The indictment charges that those researchers mined that data “to establish ‘an inference’ and ‘narrative’ that would tie then-presidential candidate Donald Trump to Russia, and which the executive believed would please certain ‘VIPs,'” Durham’s office said.

Sussmann, his law firm and the technology executive also allegedly coordinated with members of Clinton’s campaign in those efforts, according to the indictment.

Durham’s office noted in its statement that after getting Sussmann’s tip, “The FBI ultimately determined that there was insufficient evidence to support the allegations of a secret communications channel between the Trump Organization and the Russia-based bank.”

Sussmann is due to appear in court as soon as Friday.

His profile page on the Perkins Coie website delivered a “page not found” message to viewers Thursday.

A Perkin Coie spokesman in an email to CNBC later Thursday said, “In light of the Special Counsel’s action today, Michael Sussmann, who has been on leave from the firm, offered his resignation from the firm in order to focus on his legal defense, and the firm accepted it.”

Sussmann’s lawyers, Sean Berkowitz and Michael Bosworth of Latham & Watkins, in a statement said, “Michael Sussmann was indicted today because of politics, not facts.”

“The Special Counsel appears to be using this indictment to advance a conspiracy theory he has chosen not to actually charge,” the defense attorneys said. “This case represents the opposite of everything the Department of Justice is supposed to stand for. Mr. Sussmann will fight this baseless and politically-inspired prosecution.”

The lawyers said that Sussman, who has dedicated his career to national security and cyber security, “met with FBI General Counsel James Baker on behalf of a cyber expert client to inform him that a major news organization was about to run a story about cyber connections between a Russian bank and the Trump Organization and to give him a copy of the information on which that story was based.”
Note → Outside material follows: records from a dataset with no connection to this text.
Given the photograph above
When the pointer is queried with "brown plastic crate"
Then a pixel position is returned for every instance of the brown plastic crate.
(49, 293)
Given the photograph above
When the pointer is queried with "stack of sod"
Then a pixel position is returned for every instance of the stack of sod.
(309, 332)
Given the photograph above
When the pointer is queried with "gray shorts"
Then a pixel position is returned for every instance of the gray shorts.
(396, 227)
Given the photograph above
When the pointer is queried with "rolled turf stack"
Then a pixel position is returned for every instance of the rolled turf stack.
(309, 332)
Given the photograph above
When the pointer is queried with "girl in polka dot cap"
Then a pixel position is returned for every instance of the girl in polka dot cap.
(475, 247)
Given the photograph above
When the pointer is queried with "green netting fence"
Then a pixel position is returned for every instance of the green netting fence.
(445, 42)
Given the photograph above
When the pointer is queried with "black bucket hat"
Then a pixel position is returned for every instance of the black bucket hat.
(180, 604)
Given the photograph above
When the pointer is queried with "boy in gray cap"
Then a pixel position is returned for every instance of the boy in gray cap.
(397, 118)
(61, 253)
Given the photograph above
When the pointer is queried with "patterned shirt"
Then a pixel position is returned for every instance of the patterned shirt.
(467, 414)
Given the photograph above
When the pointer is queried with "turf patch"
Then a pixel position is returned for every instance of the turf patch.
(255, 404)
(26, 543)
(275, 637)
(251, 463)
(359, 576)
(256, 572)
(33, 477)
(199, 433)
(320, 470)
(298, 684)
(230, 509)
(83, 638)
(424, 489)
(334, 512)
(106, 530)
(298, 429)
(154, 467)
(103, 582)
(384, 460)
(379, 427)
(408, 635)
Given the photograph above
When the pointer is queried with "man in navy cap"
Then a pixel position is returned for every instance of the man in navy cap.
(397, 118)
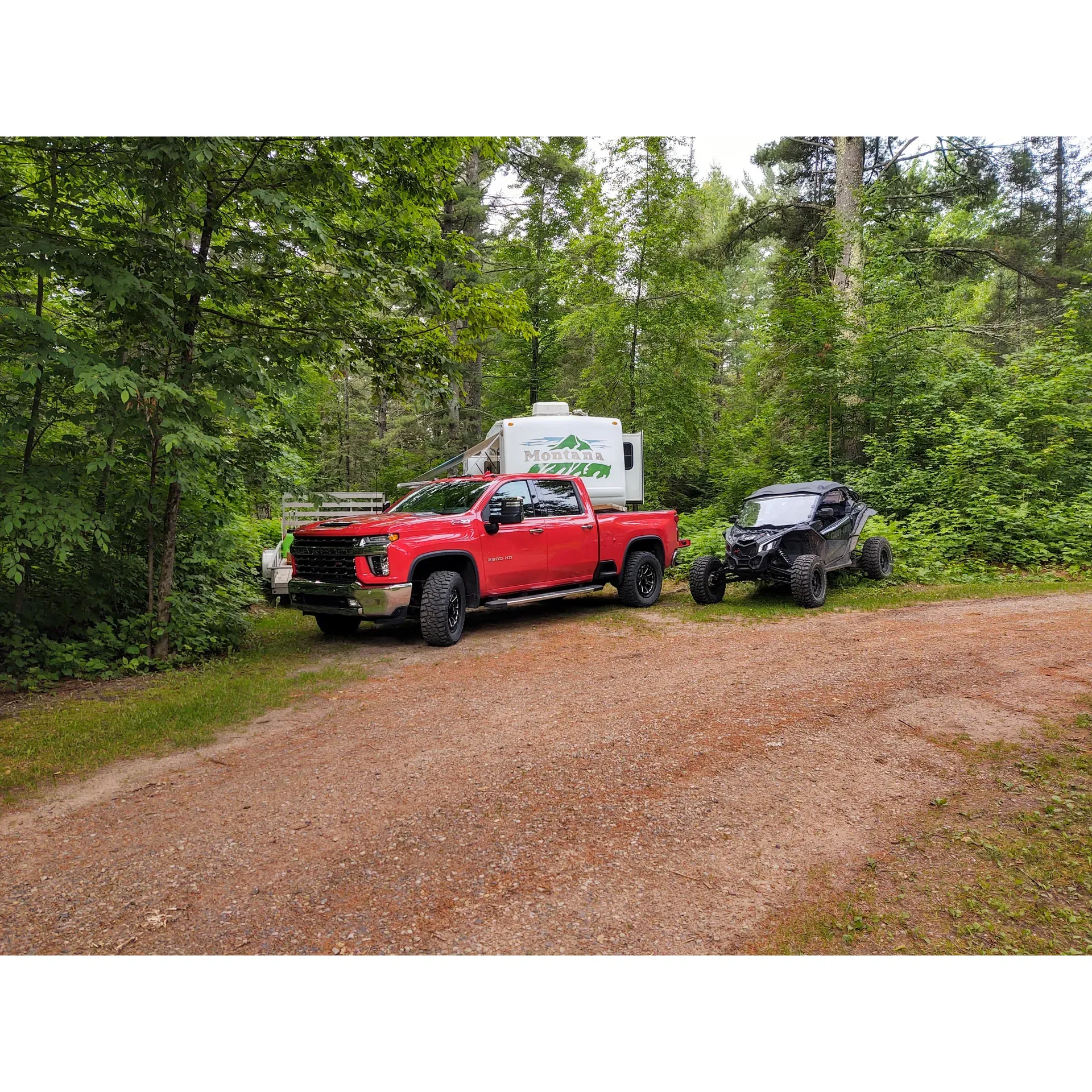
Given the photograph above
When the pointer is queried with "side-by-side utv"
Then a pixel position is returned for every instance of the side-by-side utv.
(794, 534)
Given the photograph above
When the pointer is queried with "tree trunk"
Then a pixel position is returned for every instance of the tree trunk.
(632, 346)
(533, 386)
(40, 383)
(104, 482)
(1060, 204)
(153, 469)
(474, 389)
(175, 491)
(380, 412)
(167, 569)
(849, 178)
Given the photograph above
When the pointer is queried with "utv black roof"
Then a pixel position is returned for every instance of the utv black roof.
(781, 491)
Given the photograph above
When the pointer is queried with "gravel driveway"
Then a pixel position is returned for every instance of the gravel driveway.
(568, 779)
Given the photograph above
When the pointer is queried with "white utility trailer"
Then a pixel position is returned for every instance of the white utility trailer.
(553, 440)
(296, 511)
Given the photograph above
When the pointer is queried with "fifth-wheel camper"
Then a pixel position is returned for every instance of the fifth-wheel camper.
(553, 440)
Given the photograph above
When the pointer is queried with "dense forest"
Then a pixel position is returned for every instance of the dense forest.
(191, 328)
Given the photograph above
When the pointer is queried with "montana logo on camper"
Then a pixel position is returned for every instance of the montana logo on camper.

“Mr. Sussmann met with Mr. Baker because he and his client believed that the information raised national security concerns,” the lawyers said. “Stripped of its political bluster, innuendo, and irrelevant details, what is striking about the allegations in the indictment is how few of them actually relate to the charge the Special Counsel chose to bring.”

They added that Durham is “bringing a false statement charge based on an oral statement allegedly made five years ago to a single witness that is unrecorded and unobserved by anyone else.”

“The Department of Justice would ordinarily never bring such a baseless case,” the lawyers said. “Nor can the Special Counsel ever prove that any of this mattered. Regardless of who Mr. Sussmann’s clients were, or even if he had no clients at all, none of that would have mattered.”

— CNBC’s Michael Calia contributed to this report.